Tuesday, 7 September 2010

Why does it cost so much?

If you are an official visitor, at the expense, for example, of the UN or the World Bank in the Congo, you will be told about the per diem allowance. For a hotel it’s between $150 and $300 per day, and for meals between $60 and $120 extra. Unbelievable.

But, ridiculous as these rates sound – that is what things cost. A small room – just large enough for two single beds and a tiny desk, with a bathroom with plumbing that can only be described as erratic, is $150 per night. That’s probably the maximum allowance for the place concerned, so if you want a better room, with a bathroom that works, for example, you might have to pay the difference from your pocket. For meals a standard dish is between $20 and $30, and $40 is not unheard of.

In an apparently fertile land in which many of the population have no gainful employment apart from agriculture, why is everything so expensive? Of course there are problems of getting food to market, people are scared of leaving settlements because of the bandits, and there is corruption all along the food chain which reduced the value anyone gets from producing food. But does that explain everything?
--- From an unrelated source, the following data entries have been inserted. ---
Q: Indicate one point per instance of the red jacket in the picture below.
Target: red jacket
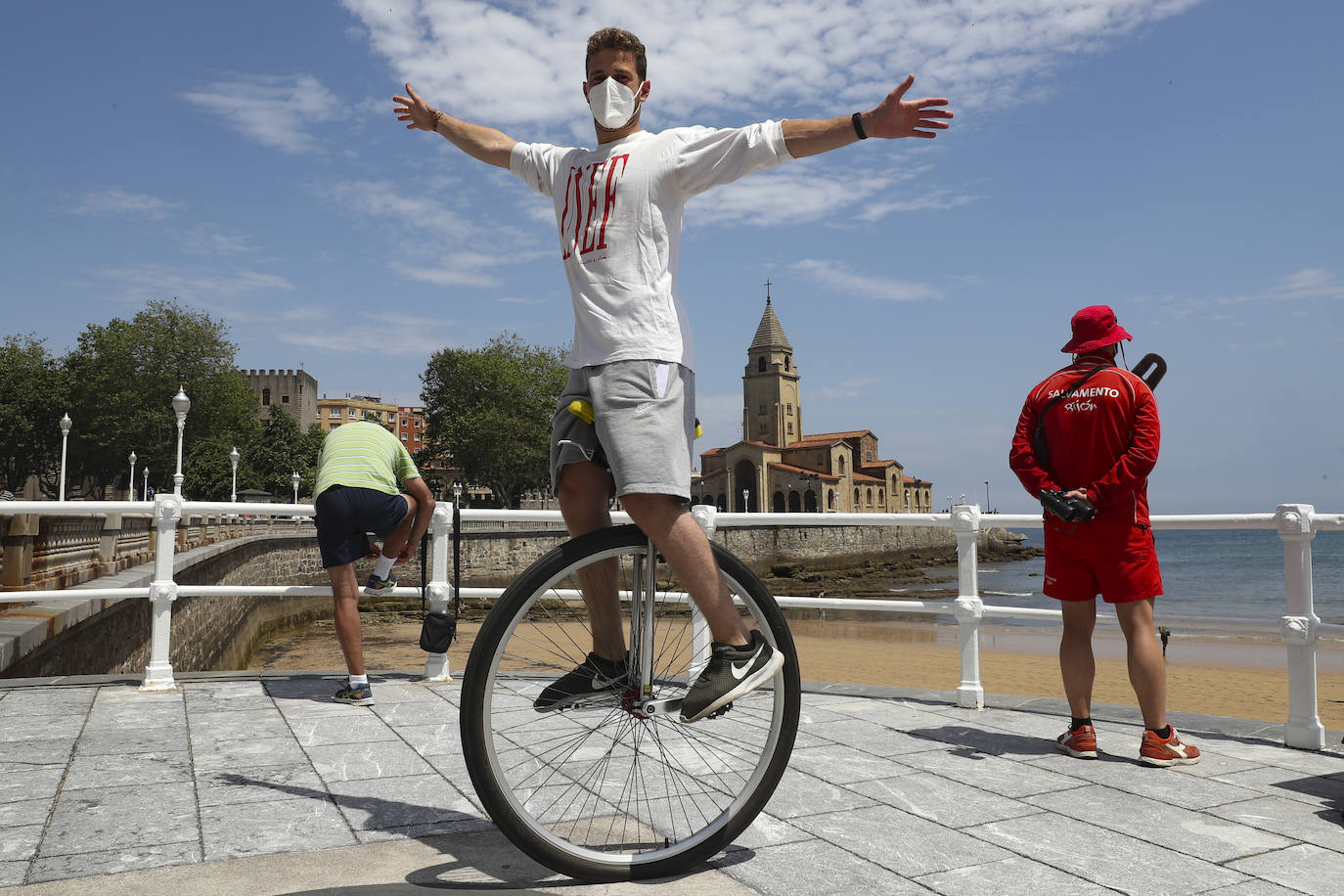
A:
(1103, 439)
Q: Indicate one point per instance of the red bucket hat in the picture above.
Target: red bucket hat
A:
(1095, 327)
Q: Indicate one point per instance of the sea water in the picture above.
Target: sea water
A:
(1232, 575)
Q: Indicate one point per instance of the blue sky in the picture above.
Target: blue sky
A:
(1174, 158)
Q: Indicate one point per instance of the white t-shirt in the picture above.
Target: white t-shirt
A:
(618, 211)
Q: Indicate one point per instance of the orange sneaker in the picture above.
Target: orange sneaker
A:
(1080, 743)
(1156, 751)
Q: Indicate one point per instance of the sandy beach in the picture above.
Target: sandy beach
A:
(1245, 679)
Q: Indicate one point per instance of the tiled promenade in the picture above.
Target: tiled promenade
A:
(246, 784)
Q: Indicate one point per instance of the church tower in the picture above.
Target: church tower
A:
(772, 413)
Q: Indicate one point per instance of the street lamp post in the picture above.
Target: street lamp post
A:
(65, 434)
(180, 405)
(233, 460)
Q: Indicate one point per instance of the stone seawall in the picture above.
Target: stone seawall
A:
(207, 633)
(212, 633)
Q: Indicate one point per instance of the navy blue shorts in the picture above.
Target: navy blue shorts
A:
(344, 517)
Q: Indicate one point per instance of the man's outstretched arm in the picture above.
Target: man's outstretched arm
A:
(894, 117)
(477, 141)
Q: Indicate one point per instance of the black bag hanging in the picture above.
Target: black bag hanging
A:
(438, 629)
(437, 632)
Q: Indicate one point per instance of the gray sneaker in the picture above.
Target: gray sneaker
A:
(730, 673)
(594, 679)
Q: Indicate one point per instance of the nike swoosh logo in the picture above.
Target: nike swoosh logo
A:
(599, 683)
(739, 672)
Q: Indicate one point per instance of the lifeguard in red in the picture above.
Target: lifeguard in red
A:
(1100, 437)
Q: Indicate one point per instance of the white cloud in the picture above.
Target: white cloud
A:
(730, 65)
(410, 334)
(427, 225)
(854, 387)
(121, 204)
(1309, 283)
(1303, 285)
(784, 55)
(274, 111)
(208, 240)
(204, 289)
(840, 277)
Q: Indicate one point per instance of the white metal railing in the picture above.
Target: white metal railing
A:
(1296, 524)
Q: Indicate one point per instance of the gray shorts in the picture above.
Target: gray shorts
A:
(643, 431)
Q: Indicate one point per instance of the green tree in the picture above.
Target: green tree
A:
(488, 411)
(32, 399)
(124, 377)
(277, 450)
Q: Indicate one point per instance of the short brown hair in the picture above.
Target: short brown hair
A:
(617, 39)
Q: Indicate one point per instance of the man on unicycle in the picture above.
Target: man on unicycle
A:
(618, 211)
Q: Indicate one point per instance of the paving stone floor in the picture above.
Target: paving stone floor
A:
(888, 791)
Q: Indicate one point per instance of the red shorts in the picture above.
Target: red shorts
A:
(1117, 561)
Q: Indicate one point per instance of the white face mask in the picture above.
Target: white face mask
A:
(611, 103)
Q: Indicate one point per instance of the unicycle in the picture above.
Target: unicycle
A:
(617, 787)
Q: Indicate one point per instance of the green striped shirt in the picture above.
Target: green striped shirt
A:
(363, 454)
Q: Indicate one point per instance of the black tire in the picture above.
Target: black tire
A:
(599, 791)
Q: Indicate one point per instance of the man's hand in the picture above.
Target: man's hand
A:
(416, 111)
(898, 117)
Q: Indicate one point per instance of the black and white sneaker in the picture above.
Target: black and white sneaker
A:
(730, 673)
(592, 679)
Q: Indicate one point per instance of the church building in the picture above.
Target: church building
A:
(777, 468)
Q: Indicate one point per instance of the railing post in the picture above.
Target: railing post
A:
(1298, 628)
(704, 515)
(162, 591)
(969, 607)
(438, 590)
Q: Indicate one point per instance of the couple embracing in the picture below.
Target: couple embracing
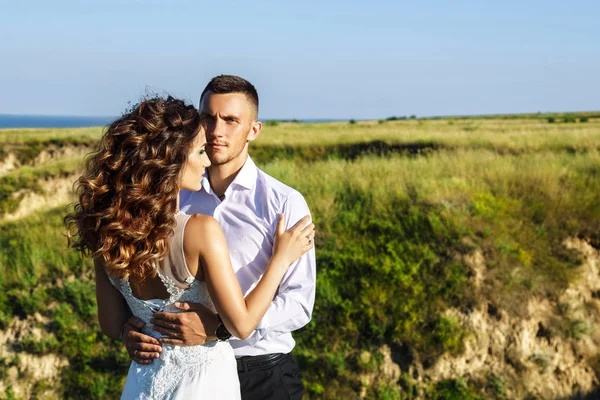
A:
(204, 264)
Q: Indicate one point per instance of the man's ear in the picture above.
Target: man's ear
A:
(254, 131)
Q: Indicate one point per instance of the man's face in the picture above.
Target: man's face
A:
(230, 125)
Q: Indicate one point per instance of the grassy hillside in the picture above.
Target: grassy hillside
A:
(400, 207)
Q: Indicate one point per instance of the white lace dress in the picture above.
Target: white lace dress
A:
(181, 372)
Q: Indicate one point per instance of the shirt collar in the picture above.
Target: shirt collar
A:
(247, 175)
(246, 178)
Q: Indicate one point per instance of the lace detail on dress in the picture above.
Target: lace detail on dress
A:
(160, 379)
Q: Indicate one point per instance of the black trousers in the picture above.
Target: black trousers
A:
(275, 382)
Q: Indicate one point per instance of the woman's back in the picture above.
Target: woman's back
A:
(180, 371)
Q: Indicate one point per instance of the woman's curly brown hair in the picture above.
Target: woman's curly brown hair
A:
(128, 192)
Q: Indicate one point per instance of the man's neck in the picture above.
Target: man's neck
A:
(221, 176)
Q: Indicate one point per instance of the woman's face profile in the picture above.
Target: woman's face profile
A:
(197, 162)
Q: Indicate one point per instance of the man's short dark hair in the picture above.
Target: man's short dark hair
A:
(224, 84)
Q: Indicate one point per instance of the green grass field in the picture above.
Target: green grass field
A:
(397, 205)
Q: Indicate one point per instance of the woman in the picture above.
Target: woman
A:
(148, 255)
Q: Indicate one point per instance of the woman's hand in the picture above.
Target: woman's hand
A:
(293, 243)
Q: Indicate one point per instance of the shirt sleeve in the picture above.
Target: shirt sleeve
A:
(292, 307)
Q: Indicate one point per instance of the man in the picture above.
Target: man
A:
(246, 202)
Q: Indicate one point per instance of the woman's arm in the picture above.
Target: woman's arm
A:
(113, 311)
(241, 315)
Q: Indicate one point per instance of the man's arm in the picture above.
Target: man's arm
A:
(292, 307)
(116, 321)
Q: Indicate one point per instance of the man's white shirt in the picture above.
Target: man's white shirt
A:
(248, 216)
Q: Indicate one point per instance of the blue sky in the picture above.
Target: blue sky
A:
(309, 59)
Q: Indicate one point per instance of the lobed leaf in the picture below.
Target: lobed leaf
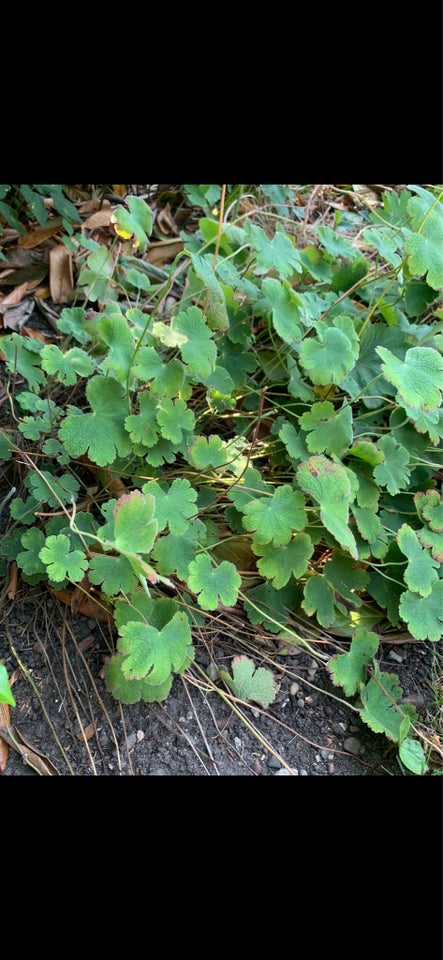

I was sitting at Kinshasa airport the other day: not an obvious pleasure spot with its crumbling plaster, broken stairways and lack of lights. But it has one feature that most airports abolished a long time ago in this age of security concerns: a viewing platform from which you can watch planes arriving, wave to passengers or exchange final shouts to departing friends. As it happens the space has now been allocated to the Grand Hotel which provides quite a smart – if very expensive (one proper espresso = half demi-tasse black coffee, $5.00) – place from which to watch goings-on.

The airport is a machine which works tolerably well in spite of a terrible shortage of equipment.

(On the subject of equipment I couldn’t help laughing as I watched one of those stairs for passengers being driven across the tarmac in the rain. The windscreen wipers didn’t work, so a man was standing on the front bumper, himself clad in a yellow raincoat, wiping the windscreen with his hands as the machine drove across.)

There are as many cargo planes as passenger ones. We all know what is typically sent by airfreight – high value goods such as TVs, medical equipment, specialised parts for machinery, etc. But not here. The freight consisted of sacks of flour, rice and other bulky heavy staples.

I watched as men lined up to carry the produce from the plane: one sack per person, carried on the head, in a long procession that looked exactly the same (were it not for the location) as anything Dr Livingston might have witnessed. They don’t dawdle – in fact they’re almost running. Within no more than 10 or fifteen minutes the entire plane was emptied, and a similar procession of similar looking bags would fill the plane up. Within half an hour it would be off again.

Why send this sort of thing by air? It is simply because there are no roads on which to transport stuff. Even the river transport has broken down to the extent that it is no longer the main form of transport. So, air it is. That must have something to do with why everything is so expensive.